The big idea is that they will enable battery powered gizmos to use neural networking systems. MIT said the chip allows phones to run neural networks locally on or to embed them in household appliances.
"Most recent advances in artificial-intelligence systems such as speech- or face-recognition programs have come courtesy of neural networks, densely interconnected meshes of simple information processors that learn to perform tasks by analysing huge sets of training data", the university said.
"But neural nets are large, and their computations are energy intensive, so they're not very practical for handheld devices. Most smartphone apps that rely on neural nets simply upload data to internet servers, which process it and send the results back to the phone."

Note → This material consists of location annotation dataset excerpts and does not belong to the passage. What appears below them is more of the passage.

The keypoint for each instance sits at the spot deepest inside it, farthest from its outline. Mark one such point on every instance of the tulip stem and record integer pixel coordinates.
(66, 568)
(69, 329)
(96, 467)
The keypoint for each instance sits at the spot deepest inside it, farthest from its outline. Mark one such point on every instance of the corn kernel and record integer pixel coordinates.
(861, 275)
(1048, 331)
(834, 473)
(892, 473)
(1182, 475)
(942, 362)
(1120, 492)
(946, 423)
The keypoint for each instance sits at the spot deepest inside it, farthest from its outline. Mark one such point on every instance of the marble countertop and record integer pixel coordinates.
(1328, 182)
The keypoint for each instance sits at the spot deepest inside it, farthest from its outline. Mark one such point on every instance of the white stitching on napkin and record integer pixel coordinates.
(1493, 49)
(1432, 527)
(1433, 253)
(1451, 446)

The special-purpose AI chip to increase the speed of neural-network computations by three to seven times over its predecessors, while reducing power consumption up to 95 percent.
MIT graduate student Avishek Biswas, who led the research, said that the general processor model is that there is a memory in some part of the chip, and there is a processor in another part of the chip, and you move the data back and forth between them when you do these computations.

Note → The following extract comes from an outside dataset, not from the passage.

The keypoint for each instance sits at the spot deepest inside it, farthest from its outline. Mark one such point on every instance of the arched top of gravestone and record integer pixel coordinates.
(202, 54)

"These machine-learning algorithms need so many computations and this transferring back and forth of data is the dominant portion of the energy consumption."

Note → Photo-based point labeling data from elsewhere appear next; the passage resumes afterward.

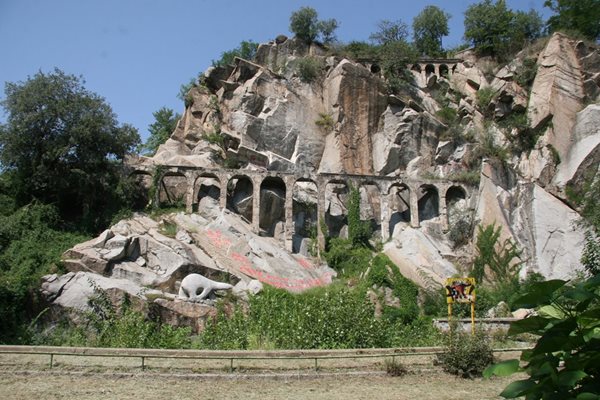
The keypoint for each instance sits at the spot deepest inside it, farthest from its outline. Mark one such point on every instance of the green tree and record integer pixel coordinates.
(62, 145)
(496, 30)
(580, 15)
(390, 32)
(246, 50)
(304, 24)
(428, 29)
(165, 121)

Biswas said these algorithms could be simplified to one specific operation, called "the dot product".
The method involved implementing the dot-product functionality inside the memory so that you don't need to transfer this data back and forth. This improves efficiency by replicating the human brain. The node's input values are converted into electrical voltages and then multiplied by the appropriate weights.
"Summing the products is simply a matter of combining the voltages," Biswas said. "Only the combined voltages are converted back into a digital representation and stored for further processing."
The prototype chip can thus calculate dot products for multiple nodes, that is, 16 at a time in a single step, instead of shuttling between a processor and memory for every computation.
IBM's vice president of AI Dario Gil dubbed the development as "a huge step forward".
"The results show impressive specifications for the energy-efficient implementation of convolution operations with memory arrays. It certainly will open the possibility to employ more complex convolutional neural networks for image and video classifications in IoT in the future."